Österreichs Außenministerin reist nach Riad, um im Iran-Krieg zu vermitteln. Der Anspruch klingt groß. Das Problem: Wer viermal in die Ukraine reist, aber kein einziges Mal nach Russland, hat seine Glaubwürdigkeit als neutraler Vermittler längst verspielt.
Die Reise und der Anspruch
Wie oe24 berichtet, bricht Außenministerin Beate Meinl-Reisinger (NEOS) am Montag zu einer zweitägigen Reise nach Saudi-Arabien auf.
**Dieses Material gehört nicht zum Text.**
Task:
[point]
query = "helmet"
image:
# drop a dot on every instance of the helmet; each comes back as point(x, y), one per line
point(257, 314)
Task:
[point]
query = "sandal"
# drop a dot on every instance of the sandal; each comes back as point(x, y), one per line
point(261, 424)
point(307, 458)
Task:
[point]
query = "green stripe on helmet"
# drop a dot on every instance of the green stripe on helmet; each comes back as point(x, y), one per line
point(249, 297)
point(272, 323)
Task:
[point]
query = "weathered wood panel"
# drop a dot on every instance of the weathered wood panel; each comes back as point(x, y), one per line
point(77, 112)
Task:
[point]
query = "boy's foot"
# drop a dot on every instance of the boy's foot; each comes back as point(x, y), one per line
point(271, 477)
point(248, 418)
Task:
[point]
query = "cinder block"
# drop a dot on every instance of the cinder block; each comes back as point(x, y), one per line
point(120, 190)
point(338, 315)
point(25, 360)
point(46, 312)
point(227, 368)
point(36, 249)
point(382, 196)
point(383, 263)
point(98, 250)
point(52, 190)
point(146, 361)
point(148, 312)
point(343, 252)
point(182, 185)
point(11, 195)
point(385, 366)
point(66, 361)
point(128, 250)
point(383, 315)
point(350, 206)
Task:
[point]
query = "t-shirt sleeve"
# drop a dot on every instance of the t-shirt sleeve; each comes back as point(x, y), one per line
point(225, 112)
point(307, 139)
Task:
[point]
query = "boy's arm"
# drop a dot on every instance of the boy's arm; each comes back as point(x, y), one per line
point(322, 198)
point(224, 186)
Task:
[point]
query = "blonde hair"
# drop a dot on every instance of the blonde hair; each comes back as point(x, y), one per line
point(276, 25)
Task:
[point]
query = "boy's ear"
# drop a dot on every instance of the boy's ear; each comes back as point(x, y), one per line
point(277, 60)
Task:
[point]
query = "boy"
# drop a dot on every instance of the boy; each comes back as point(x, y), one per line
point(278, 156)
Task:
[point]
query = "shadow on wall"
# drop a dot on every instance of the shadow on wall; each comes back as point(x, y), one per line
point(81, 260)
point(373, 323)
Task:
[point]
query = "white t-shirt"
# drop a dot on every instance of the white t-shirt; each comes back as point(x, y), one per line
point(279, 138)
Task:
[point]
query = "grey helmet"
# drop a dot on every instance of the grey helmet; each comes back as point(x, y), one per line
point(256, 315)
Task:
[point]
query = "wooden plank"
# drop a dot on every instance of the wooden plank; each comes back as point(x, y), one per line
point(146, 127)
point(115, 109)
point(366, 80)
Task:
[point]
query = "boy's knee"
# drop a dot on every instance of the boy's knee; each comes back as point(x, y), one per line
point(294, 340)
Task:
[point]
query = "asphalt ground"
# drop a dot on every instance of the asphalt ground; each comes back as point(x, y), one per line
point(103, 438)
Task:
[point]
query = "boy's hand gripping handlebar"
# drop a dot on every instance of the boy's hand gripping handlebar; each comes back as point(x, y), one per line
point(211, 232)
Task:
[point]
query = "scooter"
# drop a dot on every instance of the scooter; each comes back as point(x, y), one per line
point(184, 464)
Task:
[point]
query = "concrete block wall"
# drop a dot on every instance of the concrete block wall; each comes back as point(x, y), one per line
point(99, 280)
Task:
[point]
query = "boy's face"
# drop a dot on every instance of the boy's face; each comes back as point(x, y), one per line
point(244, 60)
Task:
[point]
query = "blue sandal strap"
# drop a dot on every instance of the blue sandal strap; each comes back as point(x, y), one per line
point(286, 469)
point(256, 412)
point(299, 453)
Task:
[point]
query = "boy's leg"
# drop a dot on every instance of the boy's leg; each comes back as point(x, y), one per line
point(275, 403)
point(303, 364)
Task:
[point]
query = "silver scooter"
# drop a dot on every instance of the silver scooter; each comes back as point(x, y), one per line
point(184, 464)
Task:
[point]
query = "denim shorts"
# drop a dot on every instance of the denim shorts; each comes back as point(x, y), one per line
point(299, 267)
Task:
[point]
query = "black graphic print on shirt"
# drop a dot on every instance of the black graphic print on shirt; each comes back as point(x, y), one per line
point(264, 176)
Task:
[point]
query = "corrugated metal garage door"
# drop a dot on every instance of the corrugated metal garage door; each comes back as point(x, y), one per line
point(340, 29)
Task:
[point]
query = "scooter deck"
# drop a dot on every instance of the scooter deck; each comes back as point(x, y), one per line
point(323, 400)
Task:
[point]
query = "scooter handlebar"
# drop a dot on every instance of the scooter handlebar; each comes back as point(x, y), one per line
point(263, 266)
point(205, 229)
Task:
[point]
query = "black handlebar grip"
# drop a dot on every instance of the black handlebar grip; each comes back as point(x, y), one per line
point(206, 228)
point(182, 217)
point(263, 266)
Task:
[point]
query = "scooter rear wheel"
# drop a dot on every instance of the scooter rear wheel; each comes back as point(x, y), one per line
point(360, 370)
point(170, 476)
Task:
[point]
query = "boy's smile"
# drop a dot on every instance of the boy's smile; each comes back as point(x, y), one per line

Geplant sind Gespräche mit Außenminister Faisal bin Farhan, dem Generalsekretär des Golfkooperationsrats sowie Wirtschaftsminister Faisal F. Alibrahim. Das erklärte Ziel: Deeskalation, Sicherung der Energieversorgung und Wien als neutralen Gesprächsort positionieren.
„Wir bringen uns aktiv ein, vermitteln und positionieren Wien gezielt als Ort für Dialog, Verhandlung und konkrete Lösungen“, so Meinl-Reisinger.
Das klingt nach klassischer österreichischer Außenpolitik. Das Problem: Genau diese Glaubwürdigkeit hat Meinl-Reisinger in ihrer bisherigen Amtszeit systematisch untergraben.
Viermal Kiew – keinmal Moskau
Der Befund ist einfach nachzuzählen. Wie puls24 und das Außenministerium (BMEIA) dokumentieren, reiste Meinl-Reisinger seit ihrem Amtsantritt im März 2025 bereits viermal in die Ukraine – so oft wie in kein anderes Land der Welt. Zuletzt im Februar 2026 reiste sie laut BMEIA nach Kiew, um „Österreichs entschlossene Unterstützung im Kampf gegen Putins brutalen und völkerrechtswidrigen Angriffskrieg zu bekräftigen.“ Beim ukrainischen Unabhängigkeitstag postete sie Fotos in ukrainischer Landestracht mit blau-gelber Fahne, wie die FPÖ in einer Parlamentskorrespondenz festhielt.
Nach Russland: kein einziger Besuch. Nicht einer.
Dazu kommt: Wie exxpress berichtet, nahm Meinl-Reisinger aktiv an Treffen der „Koalition der Willigen“ teil – jenem Sicherheitsbündnis, das militärische Garantien für die Ukraine vorbereitet und dem kein einziges offiziell neutrales Land – nicht Irland, nicht die Schweiz, nicht Malta – angehört. Außerdem forderte sie im EU-Rat laut BMEIA wiederholt härtere Sanktionen gegen Russland und sprach sich offen für „ReArm Europe“ aus.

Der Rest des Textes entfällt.